# Are yellow and regal tangs compatible?



## joe12 (Nov 20, 2008)

I've heard that tangs usually don't get along. However, I've also heard that members of different genus' can get along, and that regal tangs are usually peaceful. Can a yellow tang and a regal tang get along in a 75 gallon tank with lots of rockwork? If not, which is the recommended one?


----------



## onefish2fish (Jul 22, 2008)

honestly i feel 2 tangs in a 75 is pushing it regardless of species, however generally speaking you want tangs with different body shapes (hippo tang and yellow tang) or an odd number of similiar shaped ( 1 yellow tang or 3 yellow tangs however a 75 cannot house 3 )


----------



## SKAustin (Aug 1, 2006)

joe12 said:


> Can a yellow tang and a regal tang get along in a 75 gallon tank?
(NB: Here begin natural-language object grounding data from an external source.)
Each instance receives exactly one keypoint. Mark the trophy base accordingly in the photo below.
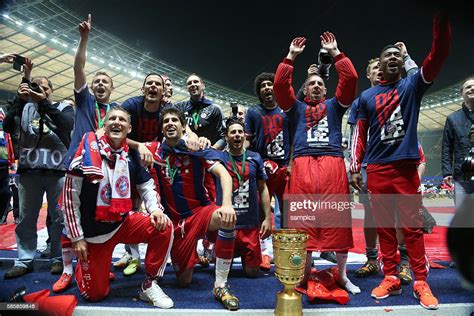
(288, 304)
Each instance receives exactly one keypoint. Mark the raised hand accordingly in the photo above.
(313, 69)
(7, 58)
(296, 47)
(27, 68)
(328, 42)
(24, 91)
(85, 26)
(403, 49)
(159, 220)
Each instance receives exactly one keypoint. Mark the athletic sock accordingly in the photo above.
(224, 248)
(135, 252)
(67, 254)
(341, 267)
(404, 259)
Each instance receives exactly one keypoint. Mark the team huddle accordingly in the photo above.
(200, 176)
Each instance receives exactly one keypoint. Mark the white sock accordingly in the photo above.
(67, 254)
(135, 252)
(222, 271)
(341, 267)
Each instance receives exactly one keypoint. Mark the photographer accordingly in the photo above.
(457, 145)
(45, 129)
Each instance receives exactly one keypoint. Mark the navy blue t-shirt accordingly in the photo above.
(245, 198)
(144, 123)
(270, 133)
(354, 113)
(316, 130)
(392, 111)
(85, 119)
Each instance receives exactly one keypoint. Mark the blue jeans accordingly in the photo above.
(32, 186)
(461, 189)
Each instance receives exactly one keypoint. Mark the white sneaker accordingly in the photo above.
(123, 262)
(156, 296)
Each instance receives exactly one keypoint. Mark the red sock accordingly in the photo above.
(224, 247)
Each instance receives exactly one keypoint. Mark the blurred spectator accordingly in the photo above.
(456, 144)
(44, 138)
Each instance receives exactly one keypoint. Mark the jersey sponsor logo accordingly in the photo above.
(241, 197)
(314, 114)
(318, 135)
(273, 133)
(147, 129)
(122, 186)
(275, 149)
(272, 126)
(94, 146)
(106, 194)
(389, 116)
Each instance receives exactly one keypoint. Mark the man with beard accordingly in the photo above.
(166, 100)
(202, 116)
(374, 74)
(90, 112)
(457, 143)
(318, 166)
(187, 203)
(248, 173)
(97, 208)
(266, 128)
(389, 113)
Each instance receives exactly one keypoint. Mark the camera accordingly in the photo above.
(35, 87)
(18, 62)
(235, 108)
(324, 63)
(467, 167)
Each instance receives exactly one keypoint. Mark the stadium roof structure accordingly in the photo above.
(48, 33)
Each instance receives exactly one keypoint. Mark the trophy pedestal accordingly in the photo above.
(288, 303)
(289, 251)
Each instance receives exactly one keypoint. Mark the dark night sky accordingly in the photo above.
(231, 42)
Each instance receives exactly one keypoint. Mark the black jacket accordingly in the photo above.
(456, 144)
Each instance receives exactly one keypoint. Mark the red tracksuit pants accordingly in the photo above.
(92, 277)
(394, 190)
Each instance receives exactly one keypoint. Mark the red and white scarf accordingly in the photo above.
(109, 167)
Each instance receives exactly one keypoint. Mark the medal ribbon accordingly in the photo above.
(172, 171)
(236, 170)
(100, 121)
(196, 117)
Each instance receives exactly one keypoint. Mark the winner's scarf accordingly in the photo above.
(101, 164)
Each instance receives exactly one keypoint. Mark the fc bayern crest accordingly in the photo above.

Yes, they can. I have both (one of each) in my 75, and they are inseparable. To watch them, you would think they were a mated pair.


----------



## Pasfur (Mar 29, 2008)

I agree with both answers. Certainly, long term, a Regal Tang (aka Blue Hippo) will out grow a 75 gallon, but provided you are keeping Tangs from different Genus, as a rule it works out fine. I would suggest adding both at the same time to be extra safe, especially in a smaller size tank. I would also avoid similar colors. For example, you would not want to keep a Yellow Tang and a Mimic Tang together.


----------



## joe12 (Nov 20, 2008)

Or would it be better to just get a yellow tang and a bristletooth tang?


----------



## Pasfur (Mar 29, 2008)

joe12 said:


> Or would it be better to just get a yellow tang and a bristletooth tang?


The bristletooth, also commonly sold as the Tomini Tang, would be a risk in my opinion. The body shape of the Ctenochaetu genus is similar to the Zebrasoma genus. I think you would want a larger aquarium.

Have you considered a Kohl Tang?


----------